The Fatimid Caliphate was abolished by Saladin in 1171.[1][2] In the aftermath, Saladin and his Ayyubid successors imprisoned the surviving members of the Fatimid dynasty, including the heir-apparent, Daoud ibn al-Adid, who was still recognized by the Hafizi Isma'ili faithful as their rightful imam.[3][4] A series of pro-Fatimid conspiracies and uprisings in the 1170s failed to topple the new Ayyubid regime,[5][6] and Daoud spent his life in prison, until his death in 1207–8.[7]

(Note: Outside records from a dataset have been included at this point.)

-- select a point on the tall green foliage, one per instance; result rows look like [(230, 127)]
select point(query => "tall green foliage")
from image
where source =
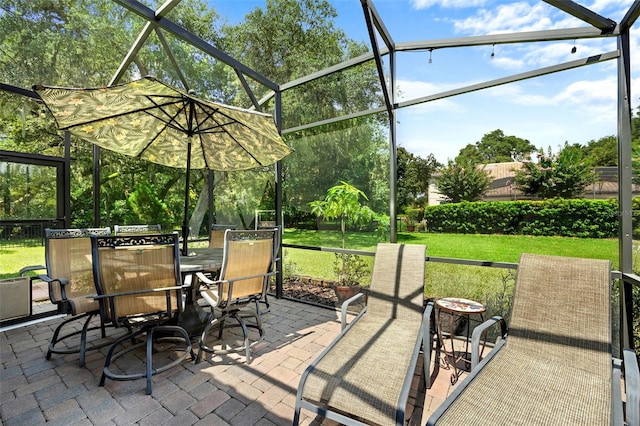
[(496, 147), (289, 39), (463, 181), (564, 175), (414, 174)]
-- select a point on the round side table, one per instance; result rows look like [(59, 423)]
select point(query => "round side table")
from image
[(454, 309)]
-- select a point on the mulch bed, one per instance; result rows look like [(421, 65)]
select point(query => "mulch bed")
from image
[(311, 291)]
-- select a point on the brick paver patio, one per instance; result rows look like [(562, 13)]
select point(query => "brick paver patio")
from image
[(221, 391)]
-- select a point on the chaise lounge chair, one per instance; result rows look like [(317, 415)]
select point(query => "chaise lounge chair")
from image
[(554, 366), (364, 376)]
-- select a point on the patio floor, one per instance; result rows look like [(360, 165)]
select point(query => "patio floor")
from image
[(222, 391)]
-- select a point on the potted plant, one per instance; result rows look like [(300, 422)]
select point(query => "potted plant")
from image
[(343, 202)]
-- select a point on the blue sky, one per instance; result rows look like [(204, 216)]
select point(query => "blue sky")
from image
[(572, 106)]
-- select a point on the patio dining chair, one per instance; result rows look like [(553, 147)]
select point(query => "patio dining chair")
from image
[(139, 286), (70, 281), (246, 267), (364, 376), (554, 365), (136, 229)]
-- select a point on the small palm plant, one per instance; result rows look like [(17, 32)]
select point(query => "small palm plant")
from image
[(343, 202)]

Despite the separation of male and female prisoners, Daoud apparently managed to beget two sons, reportedly with slave women secretly smuggled into his chambers. Sulayman, given the epithet Badr al-Din (lit.'Full Moon of the Faith') by his followers, was the oldest. As soon as his mother had conceived him, she was reportedly smuggled to Upper Egypt, where pro-Fatimid sentiment lingered, and where her son was born. Later, likely under the Ayyubid sultan al-Kamil (r.1218–1238), Sulayman was captured and confined in the Cairo Citadel, where the rest of the surviving Fatimid clan was being held as well.[8]

Sulayman died in 1248, apparently childless, thus ending the direct Fatimid line. Some Isma'ili partisans claimed that he had a son who was hidden, repeating the common motif of the 'Hidden Imam'.[7][9] As late as 1298, a pretender claiming to be Daoud, the son of Sulayman, appeared in Upper Egypt, but by this time the Isma'ilis had been reduced to small isolated enclaves, the last traces of which disappear in the 14th century.[10][11]

References

  1. Daftary 2007, pp. 252–253.
  2. Halm 2014, pp. 290–291.
  3. Daftary 2007, p. 253.
  4. Halm 2014, pp. 292, 296.
  5. Daftary 2007, pp. 253–254.
  6. Halm 2014, pp. 296–297.
  7. Daftary 2007, p. 254.
  8. Halm 2014, pp. 298–299.
  9. Halm 2014, p. 299.
  10. Daftary 2007, pp. 254–255.
  11. Halm 2014, p. 325.

Sources

  • Daftary, Farhad (2007). The Ismāʿı̄lı̄s: Their History and Doctrines (Second ed.). Cambridge: Cambridge University Press. ISBN 978-0-521-61636-2.
  • Halm, Heinz (2014). Kalifen und Assassinen: Ägypten und der vordere Orient zur Zeit der ersten Kreuzzüge, 1074–1171 [Caliphs and Assassins: Egypt and the Near East at the Time of the First Crusades, 1074–1171] (in German). Munich: C. H. Beck. doi:10.17104/9783406661648-1. ISBN 978-3-406-66163-1.